This section contains the syntax and shape semantics of STeP operators. We express stream types in the form of  $\text{Strm}^{<T, a>}$  where  $T$  is the data type of the stream and  $a$  is the rank of the stream. We will use uppercase letters in the angle brackets ( $<, >$ ) to denote the data type of the stream and lowercase letters for the stream rank.

We use different uppercase letters to express the available data types for each operator.

- $R, R'$ : Any data type
- $A, B$ : Non-buffer type
- $S$ : Statically sized tile
- $SEL$ : Selector type
- $I$ :  $[1, 1]$  tile of integer address data type.

For dynamic routing and merging operators (Table 5), the subscript  $i$  in the input and output stream shape is used to specify the shape of the  $i$ -th input or output stream. For the Reshape operator, when splitting a dimension higher than the innermost (scalar) dimension, it should be a static dimension divisible by the chunk size. When splitting the innermost (scalar) dimension, there is no restriction on the dimension shape, and it will be accordingly padded.

### A.2 Hierarchical Tiling

When mapping to the HDL simulator described in Section 4.3, we apply hierarchical tiling to the tiles in each stream. The larger logical tiles defined at the STeP level are partitioned into smaller physical tiles that match the fabric’s compute tile size. Figure 12 shows an example graph transformation for hierarchical tiling. As shown in the graph, STeP operators and the shape semantics can also be used to express hierarchical tiling.



**Figure 12.** Conversion of STeP  $A \times B^T$  map node of large tile size to smaller tile size.
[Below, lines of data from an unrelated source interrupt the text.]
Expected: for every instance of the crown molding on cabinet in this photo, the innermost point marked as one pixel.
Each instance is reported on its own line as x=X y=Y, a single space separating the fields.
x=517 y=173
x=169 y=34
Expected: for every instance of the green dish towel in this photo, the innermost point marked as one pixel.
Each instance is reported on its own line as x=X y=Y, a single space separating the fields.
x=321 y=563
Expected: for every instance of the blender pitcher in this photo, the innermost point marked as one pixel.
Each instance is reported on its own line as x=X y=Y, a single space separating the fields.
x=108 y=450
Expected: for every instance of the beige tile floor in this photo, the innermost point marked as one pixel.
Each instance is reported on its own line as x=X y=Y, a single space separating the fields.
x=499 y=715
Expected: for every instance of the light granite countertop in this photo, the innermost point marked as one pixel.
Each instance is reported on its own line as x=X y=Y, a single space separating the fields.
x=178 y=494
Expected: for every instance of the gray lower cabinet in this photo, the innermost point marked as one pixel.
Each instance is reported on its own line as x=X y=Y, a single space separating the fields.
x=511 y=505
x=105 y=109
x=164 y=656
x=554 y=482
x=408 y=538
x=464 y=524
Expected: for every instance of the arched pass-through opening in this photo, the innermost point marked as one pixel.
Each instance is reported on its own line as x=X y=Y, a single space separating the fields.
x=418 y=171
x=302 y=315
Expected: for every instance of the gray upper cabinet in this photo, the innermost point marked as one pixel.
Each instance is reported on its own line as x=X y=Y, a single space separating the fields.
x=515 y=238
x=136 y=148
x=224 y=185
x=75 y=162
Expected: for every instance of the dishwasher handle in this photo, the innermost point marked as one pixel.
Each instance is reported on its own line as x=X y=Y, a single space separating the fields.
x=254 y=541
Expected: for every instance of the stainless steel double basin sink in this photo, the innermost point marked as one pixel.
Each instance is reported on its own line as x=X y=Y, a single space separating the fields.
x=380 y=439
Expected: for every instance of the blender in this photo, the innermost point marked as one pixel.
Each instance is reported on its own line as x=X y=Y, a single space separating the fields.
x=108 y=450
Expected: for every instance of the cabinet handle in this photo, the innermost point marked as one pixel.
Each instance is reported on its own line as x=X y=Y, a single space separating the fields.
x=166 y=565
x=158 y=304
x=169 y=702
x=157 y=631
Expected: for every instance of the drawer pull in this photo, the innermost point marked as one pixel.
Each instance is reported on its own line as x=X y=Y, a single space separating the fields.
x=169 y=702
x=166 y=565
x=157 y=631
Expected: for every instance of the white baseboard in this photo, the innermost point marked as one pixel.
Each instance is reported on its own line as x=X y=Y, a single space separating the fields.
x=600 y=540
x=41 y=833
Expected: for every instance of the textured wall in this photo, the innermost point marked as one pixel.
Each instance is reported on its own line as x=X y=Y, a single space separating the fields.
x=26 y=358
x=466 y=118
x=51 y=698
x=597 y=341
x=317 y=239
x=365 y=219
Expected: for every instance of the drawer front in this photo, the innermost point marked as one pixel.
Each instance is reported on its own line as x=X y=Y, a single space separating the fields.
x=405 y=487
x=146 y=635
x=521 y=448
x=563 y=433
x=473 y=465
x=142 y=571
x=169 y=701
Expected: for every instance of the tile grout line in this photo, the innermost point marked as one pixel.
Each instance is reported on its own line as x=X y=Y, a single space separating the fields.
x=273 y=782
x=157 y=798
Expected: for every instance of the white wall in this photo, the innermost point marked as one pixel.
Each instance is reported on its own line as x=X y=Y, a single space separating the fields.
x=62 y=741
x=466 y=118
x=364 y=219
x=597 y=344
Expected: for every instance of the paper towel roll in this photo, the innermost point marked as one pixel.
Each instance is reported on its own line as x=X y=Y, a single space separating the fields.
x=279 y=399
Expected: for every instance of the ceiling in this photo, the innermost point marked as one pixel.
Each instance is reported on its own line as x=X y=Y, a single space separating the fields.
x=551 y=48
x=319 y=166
| Operator Signature                                                                                                                                 | In Stream Shape                                           | Out Stream Shape                                                                  |
|----------------------------------------------------------------------------------------------------------------------------------------------------|-----------------------------------------------------------|-----------------------------------------------------------------------------------|
| <b>LinearOffChipLoad</b> <S,R,a,b> (ref: Strm<R,b>, base_addr: int, tiled_in_shape: [int], stride: [int], tiled_out_shape: [int])<br>→ Strm<S,a+b> | $[D_b, \dots, D_0]$                                       | $[D_b, \dots, D_0, D'_{a-1}, \dots, D'_0]$<br>( $a =  \text{tiled\_in\_shape} $ ) |
| <b>LinearOffChipStore</b> <S,a> (in: Strm<S,a>, base_addr: int)                                                                                    | $[D_{a-1}, \dots, D_0]$                                   |                                                                                   |
| <b>RandomOffChipLoad</b> <I,S,a,b> (raddr: Strm<I,a>, base_addr: int, tiled_in_shape: [int]) → Stream<S,a>                                         | $[D_a, \dots, D_0]$                                       | $[D_a, \dots, D_0]$                                                               |
| <b>RandomOffChipStore</b> <I,S,a,b> (waddr: Strm<I,b>, wdata: Strm<S,b>, base_addr: int, tiled_in_shape: [int])<br>→ Stream<bool,a>                | $[D_a, \dots, D_0]$ (waddr) $[D'_b, \dots, D'_0]$ (wdata) | $[D_a, \dots, D_0]$                                                               |

**Table 2.** STeP off-chip memory operators. The square brackets in the operator signature express a list type.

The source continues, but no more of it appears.